Interesting. Thanks for pointing out. I got myself some 20's!


----------



## Nevermore (Mar 26, 2007)

Thanks for this! I just got an Aquaclear 70 for $28.99!

Also, if you use these coupon codes you can save another $5.

11318418
1131/8421
1136/8421
1130/8422
3100/4001

These have been in use for awhile so some may be expired but I used 1136/8421 with my order and it worked.


----------



## NeonFlux (May 15, 2008)

Nevermore said:


> Thanks for this! I just got an Aquaclear 70 for $28.99!
> 
> Also, if you use these coupon codes you can save another $5.
> 
> ...


Oh darn!!!! You shouldve mentioned it sooner! >_< Oh well


----------



## JanS (Apr 14, 2004)

Thanks for the tips everyone!
I order so much from them with the fish, dogs, parrot, wild birds, etc. that I should own stock in the company, so every little bit helps.


----------



## Fortuna Wolf (Feb 3, 2007)

Awesome! Thanks. I just picked up a AQ20. They're awfully nice, I should pick up another 2 and swap them out for my other filters.


----------



## Ravenous (Aug 18, 2008)

The code also seems to work on eheim canister filters... $10 off

Also big discounts on filstar canister filters such as $45 off the xp2.


----------



## epicfish (Sep 11, 2006)

Ravenous said:


> The code also seems to work on eheim canister filters... $10 off
> 
> Also big discounts on filstar canister filters such as $45 off the xp2.
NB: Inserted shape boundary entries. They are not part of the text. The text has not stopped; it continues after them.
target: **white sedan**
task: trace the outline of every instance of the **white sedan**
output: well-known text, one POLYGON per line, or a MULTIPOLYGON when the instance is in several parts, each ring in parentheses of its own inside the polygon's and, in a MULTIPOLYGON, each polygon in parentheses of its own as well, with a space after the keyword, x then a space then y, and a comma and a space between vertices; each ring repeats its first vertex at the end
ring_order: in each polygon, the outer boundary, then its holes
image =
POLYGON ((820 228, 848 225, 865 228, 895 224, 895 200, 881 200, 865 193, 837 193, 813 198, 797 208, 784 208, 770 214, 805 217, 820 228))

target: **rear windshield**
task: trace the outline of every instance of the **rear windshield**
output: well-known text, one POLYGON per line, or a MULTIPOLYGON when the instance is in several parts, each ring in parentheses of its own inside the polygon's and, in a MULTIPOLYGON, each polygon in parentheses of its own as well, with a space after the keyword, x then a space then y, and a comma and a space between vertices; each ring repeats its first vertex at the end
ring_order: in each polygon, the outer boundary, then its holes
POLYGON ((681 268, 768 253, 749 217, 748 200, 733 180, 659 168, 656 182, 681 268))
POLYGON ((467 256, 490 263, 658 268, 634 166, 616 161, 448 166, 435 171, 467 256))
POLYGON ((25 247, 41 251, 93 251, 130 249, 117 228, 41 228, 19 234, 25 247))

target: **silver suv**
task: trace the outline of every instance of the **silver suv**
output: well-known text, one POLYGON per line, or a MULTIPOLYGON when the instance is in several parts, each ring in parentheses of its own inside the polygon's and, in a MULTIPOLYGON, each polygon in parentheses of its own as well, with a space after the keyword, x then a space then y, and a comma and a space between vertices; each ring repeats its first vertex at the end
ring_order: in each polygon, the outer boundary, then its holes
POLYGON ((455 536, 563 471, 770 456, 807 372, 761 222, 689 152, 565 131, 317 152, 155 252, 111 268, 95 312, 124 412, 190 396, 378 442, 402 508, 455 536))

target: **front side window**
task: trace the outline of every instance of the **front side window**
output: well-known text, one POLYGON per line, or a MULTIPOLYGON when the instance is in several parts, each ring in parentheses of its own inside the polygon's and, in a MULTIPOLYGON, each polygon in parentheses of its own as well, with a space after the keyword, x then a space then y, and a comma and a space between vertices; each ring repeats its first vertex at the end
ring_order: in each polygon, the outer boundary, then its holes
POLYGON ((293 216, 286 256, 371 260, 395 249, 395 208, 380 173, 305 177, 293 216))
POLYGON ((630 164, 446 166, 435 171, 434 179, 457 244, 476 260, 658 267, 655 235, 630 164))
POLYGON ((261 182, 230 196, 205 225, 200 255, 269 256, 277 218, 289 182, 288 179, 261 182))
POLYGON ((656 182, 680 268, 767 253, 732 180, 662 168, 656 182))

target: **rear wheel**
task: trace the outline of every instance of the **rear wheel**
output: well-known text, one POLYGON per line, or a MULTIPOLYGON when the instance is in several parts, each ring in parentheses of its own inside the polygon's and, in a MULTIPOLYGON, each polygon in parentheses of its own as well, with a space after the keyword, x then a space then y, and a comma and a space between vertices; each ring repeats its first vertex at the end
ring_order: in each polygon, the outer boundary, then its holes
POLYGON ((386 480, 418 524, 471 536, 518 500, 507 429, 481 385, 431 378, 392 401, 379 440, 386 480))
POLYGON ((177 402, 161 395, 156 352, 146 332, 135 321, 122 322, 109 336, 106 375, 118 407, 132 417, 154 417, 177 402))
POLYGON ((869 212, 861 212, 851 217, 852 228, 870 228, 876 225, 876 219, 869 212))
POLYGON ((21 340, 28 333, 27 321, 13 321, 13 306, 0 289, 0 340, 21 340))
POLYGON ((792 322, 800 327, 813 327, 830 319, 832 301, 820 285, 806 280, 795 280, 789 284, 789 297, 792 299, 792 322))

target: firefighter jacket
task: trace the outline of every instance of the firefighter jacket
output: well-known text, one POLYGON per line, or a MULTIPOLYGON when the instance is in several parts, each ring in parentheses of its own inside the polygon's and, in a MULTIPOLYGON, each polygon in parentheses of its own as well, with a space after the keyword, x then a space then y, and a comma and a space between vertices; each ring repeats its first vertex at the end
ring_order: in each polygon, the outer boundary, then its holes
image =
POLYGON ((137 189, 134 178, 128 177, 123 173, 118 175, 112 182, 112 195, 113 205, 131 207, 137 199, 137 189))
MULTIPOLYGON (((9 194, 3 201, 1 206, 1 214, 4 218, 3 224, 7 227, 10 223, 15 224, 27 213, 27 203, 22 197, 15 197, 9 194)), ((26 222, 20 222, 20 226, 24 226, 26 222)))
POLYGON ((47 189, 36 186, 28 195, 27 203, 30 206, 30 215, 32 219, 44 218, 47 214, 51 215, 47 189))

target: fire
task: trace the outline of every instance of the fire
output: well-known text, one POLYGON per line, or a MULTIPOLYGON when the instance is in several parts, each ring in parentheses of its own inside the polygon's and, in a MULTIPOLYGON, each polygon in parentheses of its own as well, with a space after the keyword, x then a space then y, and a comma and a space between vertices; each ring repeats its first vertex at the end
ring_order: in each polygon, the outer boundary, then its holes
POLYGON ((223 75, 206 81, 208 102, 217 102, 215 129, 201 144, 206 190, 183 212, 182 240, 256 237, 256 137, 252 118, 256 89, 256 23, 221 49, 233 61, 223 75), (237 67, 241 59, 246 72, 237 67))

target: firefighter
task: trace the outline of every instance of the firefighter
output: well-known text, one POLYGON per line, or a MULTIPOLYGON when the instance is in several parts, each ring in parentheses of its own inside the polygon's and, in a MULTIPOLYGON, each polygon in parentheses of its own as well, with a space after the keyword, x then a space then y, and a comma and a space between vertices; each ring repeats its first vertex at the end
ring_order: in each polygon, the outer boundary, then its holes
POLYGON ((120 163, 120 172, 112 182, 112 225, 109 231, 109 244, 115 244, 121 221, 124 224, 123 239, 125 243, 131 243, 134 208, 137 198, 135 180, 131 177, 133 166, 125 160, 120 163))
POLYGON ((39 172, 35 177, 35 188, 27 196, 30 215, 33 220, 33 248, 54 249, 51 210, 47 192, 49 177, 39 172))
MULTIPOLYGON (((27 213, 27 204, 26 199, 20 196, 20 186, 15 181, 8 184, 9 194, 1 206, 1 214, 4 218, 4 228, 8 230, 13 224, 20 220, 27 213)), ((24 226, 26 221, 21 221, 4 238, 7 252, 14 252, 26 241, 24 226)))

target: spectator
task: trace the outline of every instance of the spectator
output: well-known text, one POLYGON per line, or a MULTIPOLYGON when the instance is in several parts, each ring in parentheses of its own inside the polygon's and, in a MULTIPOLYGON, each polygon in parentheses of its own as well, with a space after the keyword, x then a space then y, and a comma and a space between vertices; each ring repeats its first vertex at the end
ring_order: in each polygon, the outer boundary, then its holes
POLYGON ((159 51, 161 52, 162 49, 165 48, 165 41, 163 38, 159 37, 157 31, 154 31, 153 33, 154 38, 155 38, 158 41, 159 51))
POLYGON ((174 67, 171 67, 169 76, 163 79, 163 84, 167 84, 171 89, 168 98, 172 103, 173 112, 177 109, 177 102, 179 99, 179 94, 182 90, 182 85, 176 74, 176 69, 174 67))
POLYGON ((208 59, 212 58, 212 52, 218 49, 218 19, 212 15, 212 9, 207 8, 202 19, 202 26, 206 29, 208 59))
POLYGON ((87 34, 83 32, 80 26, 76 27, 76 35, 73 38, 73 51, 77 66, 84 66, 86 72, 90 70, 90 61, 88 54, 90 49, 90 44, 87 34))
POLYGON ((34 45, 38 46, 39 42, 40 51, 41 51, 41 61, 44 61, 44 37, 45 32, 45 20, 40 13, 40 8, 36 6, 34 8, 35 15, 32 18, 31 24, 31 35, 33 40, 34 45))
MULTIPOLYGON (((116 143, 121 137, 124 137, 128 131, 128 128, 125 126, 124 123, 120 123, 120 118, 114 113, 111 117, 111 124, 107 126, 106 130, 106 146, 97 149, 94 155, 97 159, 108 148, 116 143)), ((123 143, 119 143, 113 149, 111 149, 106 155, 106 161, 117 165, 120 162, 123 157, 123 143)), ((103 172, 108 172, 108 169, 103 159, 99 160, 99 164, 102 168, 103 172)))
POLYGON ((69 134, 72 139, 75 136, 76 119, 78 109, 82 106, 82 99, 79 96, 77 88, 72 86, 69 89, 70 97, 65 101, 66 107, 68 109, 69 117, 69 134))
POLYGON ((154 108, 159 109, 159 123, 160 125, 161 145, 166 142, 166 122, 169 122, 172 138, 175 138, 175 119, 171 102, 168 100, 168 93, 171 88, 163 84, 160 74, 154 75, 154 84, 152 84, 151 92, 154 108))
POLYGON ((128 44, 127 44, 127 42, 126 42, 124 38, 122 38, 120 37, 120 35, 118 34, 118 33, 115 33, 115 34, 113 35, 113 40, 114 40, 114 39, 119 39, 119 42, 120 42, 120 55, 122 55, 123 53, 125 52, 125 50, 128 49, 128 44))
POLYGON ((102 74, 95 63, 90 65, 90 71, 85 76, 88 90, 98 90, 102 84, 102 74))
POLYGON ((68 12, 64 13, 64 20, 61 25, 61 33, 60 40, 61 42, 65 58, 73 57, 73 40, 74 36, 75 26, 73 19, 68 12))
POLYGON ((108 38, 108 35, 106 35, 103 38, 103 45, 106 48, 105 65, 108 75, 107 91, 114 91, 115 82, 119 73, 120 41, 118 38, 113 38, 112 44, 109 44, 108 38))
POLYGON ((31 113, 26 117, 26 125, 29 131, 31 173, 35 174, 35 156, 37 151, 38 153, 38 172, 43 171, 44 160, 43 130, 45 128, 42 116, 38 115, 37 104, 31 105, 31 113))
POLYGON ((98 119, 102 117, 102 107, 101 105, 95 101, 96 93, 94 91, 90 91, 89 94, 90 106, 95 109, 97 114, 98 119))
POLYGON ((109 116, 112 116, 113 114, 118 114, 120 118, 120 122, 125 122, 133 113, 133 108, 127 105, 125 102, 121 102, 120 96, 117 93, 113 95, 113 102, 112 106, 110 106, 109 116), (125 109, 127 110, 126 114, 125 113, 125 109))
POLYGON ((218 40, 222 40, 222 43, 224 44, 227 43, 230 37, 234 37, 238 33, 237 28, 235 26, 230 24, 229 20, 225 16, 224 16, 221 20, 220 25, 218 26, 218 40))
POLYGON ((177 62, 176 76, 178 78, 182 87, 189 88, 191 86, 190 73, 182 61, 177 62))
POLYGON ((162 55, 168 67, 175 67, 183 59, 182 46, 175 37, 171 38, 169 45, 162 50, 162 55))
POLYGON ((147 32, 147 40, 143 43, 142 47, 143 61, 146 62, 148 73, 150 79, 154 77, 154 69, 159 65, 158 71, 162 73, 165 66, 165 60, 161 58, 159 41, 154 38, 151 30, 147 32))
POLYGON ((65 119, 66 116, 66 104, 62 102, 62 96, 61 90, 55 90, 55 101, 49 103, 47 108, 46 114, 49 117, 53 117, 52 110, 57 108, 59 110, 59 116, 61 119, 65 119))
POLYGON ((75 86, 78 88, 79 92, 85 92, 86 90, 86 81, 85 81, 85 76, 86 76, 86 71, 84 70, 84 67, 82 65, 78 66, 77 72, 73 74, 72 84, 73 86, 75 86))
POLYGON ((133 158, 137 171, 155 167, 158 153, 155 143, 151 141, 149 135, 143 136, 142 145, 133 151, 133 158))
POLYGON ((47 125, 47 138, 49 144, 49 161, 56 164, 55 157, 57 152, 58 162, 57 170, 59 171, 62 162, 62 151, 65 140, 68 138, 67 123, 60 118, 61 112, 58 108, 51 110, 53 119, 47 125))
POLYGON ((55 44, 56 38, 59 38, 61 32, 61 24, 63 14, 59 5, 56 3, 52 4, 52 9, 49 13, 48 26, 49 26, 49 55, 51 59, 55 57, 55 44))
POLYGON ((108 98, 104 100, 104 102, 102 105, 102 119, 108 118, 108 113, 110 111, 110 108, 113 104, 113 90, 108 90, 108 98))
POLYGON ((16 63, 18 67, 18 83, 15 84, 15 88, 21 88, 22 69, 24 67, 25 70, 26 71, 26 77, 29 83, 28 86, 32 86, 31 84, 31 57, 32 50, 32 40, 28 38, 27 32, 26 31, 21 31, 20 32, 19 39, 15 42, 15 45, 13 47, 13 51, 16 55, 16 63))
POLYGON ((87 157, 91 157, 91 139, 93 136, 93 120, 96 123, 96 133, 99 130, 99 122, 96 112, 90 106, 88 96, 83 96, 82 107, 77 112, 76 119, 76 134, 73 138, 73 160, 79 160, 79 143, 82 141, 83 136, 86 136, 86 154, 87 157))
Yikes! That's some crazy savings...get BigAls to beat it plus 10%.


----------



## Ravenous (Aug 18, 2008)

An xp2 for 80 some odd dollars(big Als after 10% pricematch) wouldn't be half bad, if I weren't going to vegas next week I would jump on it.


----------



## epicfish (Sep 11, 2006)

Ravenous said:


> An xp2 for 80 some odd dollars(big Als after 10% pricematch) wouldn't be half bad, if I weren't going to vegas next week I would jump on it.


You know, if you win, you could come back and buy two of them. One for me, one for you.


----------



## bpimm (Jun 12, 2006)

Code doesn't work anymore they caught on.. Damn I didn't order quick enough.

This message comes up

We apologize for the inconvenience, but the catalog code you have entered for this item is from 2007 or prior. That pricing is no longer valid.


----------



## JanS (Apr 14, 2004)

Darn, I didn't act fast enough.....


----------



## Ravenous (Aug 18, 2008)

Drat... oh well I guess I had better win even more now


----------